There’s a very specific category of artist that I have a particular problem with in this contest, and Hooverphonic is pretty much the entirety of that category.
I mean, I’m not saying they’re an complete category of ugh in their own right… yet… but they give me such an overwhelming vibe of Your job as a jurist, or a televoter, or a humble scribe, is to sit down, shut up, admire us and then confirm through word and placing us at 1 not 26 on your voting sheet, HILDA, what we already know which is that we are SUPREMELY TALENTED ARTISTS and have just delivered a BRILLIANT SONG.
OK, I might slightly be putting words in their mouths – little bit – maybe – but they’re not making a big blip on my humilityometer and they’re not putting a smile on my face.
The Wrong Place is… I mean, it’s a good song. I do find myself humming it at inconvenient moments, it’s a hooky little thing, but – crucially – I don’t actually like it.

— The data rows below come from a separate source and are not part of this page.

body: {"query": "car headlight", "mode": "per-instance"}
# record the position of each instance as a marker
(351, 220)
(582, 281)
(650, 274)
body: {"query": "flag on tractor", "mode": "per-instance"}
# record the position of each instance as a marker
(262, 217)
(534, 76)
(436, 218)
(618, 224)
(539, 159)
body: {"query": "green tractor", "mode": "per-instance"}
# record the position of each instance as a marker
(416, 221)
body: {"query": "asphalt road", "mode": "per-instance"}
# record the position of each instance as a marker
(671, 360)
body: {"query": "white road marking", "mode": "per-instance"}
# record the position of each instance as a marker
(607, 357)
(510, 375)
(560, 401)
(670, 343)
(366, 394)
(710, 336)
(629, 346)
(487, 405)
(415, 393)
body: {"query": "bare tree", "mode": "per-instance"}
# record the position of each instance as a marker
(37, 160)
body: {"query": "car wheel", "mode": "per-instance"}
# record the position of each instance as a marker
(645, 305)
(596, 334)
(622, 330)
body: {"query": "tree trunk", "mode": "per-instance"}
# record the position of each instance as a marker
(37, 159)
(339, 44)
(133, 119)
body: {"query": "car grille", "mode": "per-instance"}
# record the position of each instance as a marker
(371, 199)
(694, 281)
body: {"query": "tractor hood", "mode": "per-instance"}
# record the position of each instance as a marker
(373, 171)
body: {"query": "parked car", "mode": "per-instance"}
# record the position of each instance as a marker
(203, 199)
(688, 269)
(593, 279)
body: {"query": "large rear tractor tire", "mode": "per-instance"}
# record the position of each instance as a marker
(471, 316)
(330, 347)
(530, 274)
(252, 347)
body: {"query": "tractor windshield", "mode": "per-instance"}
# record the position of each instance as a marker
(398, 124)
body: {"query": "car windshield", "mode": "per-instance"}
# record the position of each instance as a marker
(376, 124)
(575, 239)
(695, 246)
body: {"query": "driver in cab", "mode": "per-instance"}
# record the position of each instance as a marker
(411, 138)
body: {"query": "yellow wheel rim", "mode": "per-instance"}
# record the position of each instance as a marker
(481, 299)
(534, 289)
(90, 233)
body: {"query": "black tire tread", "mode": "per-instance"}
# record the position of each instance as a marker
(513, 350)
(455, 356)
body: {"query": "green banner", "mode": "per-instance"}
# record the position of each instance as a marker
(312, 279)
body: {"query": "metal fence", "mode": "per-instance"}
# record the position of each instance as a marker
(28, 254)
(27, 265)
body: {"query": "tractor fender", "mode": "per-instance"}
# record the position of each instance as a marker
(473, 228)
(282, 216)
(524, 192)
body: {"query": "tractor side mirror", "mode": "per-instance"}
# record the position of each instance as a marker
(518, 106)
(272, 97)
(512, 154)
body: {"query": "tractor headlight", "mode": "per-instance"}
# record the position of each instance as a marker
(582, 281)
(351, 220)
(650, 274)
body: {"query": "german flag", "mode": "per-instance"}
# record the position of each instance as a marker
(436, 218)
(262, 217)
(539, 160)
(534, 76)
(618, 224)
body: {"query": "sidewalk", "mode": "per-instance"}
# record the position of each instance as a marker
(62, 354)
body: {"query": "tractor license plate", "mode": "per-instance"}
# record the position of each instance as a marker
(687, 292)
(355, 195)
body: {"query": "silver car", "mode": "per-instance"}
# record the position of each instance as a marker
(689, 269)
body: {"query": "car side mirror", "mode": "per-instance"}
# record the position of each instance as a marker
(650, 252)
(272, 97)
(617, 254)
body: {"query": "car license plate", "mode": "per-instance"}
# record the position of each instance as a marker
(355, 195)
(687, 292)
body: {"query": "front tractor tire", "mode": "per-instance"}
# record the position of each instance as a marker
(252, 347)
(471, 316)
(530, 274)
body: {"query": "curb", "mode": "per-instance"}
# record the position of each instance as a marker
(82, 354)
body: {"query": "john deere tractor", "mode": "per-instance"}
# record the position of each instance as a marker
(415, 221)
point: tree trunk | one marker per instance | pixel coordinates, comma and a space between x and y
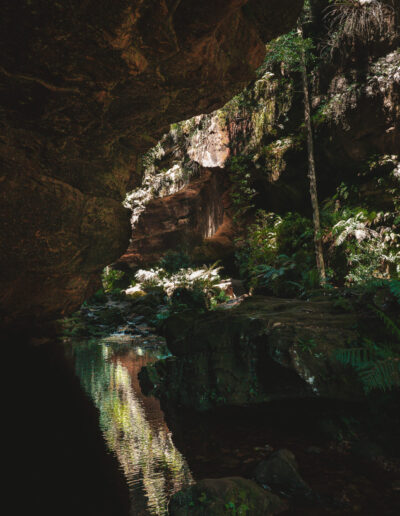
311, 165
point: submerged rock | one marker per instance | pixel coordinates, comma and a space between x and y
280, 471
232, 495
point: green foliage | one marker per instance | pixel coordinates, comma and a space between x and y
110, 279
243, 192
377, 365
287, 50
277, 254
353, 22
173, 261
241, 510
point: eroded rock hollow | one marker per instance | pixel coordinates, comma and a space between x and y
85, 88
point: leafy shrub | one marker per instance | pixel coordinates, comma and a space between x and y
277, 253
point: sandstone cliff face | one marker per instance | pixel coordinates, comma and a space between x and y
86, 87
187, 219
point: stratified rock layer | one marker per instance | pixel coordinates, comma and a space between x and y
85, 87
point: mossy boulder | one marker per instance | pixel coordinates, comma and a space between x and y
224, 496
266, 349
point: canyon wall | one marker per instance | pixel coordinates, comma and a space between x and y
85, 87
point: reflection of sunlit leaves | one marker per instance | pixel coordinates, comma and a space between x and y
146, 455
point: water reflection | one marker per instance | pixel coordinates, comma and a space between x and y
133, 425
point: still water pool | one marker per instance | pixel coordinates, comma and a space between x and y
132, 424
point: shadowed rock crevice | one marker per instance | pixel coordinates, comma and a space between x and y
85, 88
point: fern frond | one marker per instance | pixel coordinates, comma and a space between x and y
381, 374
356, 357
387, 321
394, 286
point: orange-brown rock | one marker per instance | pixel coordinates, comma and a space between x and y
85, 87
196, 219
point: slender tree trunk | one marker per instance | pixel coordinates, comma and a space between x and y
311, 165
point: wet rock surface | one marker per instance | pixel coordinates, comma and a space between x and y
262, 350
223, 496
85, 88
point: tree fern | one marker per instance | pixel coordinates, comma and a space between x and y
377, 366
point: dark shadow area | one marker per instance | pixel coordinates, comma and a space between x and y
63, 467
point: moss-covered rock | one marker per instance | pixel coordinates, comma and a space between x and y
266, 349
223, 496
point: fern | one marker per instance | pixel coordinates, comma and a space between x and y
387, 321
394, 286
382, 374
356, 357
377, 366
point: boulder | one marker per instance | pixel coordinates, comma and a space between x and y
262, 350
280, 472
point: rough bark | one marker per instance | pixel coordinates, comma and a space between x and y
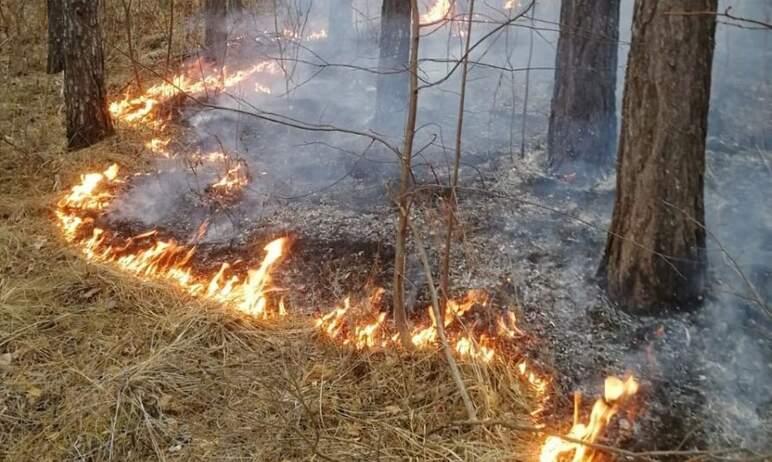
392, 83
583, 126
341, 23
215, 31
655, 255
55, 36
88, 120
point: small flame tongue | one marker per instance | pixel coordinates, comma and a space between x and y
615, 392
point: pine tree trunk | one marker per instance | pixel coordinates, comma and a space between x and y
341, 22
392, 84
55, 36
655, 254
215, 31
88, 120
583, 126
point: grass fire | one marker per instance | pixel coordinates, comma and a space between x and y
344, 230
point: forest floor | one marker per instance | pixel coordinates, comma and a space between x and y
97, 364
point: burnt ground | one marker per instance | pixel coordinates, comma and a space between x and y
538, 240
533, 240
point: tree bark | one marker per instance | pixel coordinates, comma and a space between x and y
341, 23
583, 126
215, 31
392, 83
88, 120
655, 254
55, 36
405, 177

I’ve checked the rules thoroughly, I am definitely allowed to recognise a good song but not enjoy it for utterly irrational reasons. I am then, furthermore, fully authorised to not vote for that good song. And I’m not going to be voting for this one.
Nick’s score: 2/10
Last year’s artists who were invited to make a return in 2021 have handled it in a variety of ways. Some have done their same shtick better – or worse – than before, some have done a complete gearshift and you’d barely know you’re listening to the same performer.
Victoria has done something a little more unusual, and it slightly worries me. The shtick is the same, but putting out six candidate songs and then listening to feedback and then deciding one which is the entry is… odd.
Of course, the simple explanation is “Why take the earnings from one song streamed a million times when you can have six streamed a quarter of a million each?” Numbers are of course, entirely fabricated for illustrative purposes – but you see my point.
The deeper, more worrying explanation is “Not a single one of these songs has even made me, the performer, leap out of my chair and shout THAT ONE!”. It might betray a lack of confidence in the material – certainly to my ear the genuinely clever wordplay and sadpositivity of Growing Up Is Getting Old still fails the lightning-in-a-bottle test that she aced with Tears Getting Sober.
I’ll always give Bulgaria’s chances in the modern contest due respect, they barely get out of bed for anything less than top 10 these days, but I reckon top 10 might be the limit of the ambitions for this one.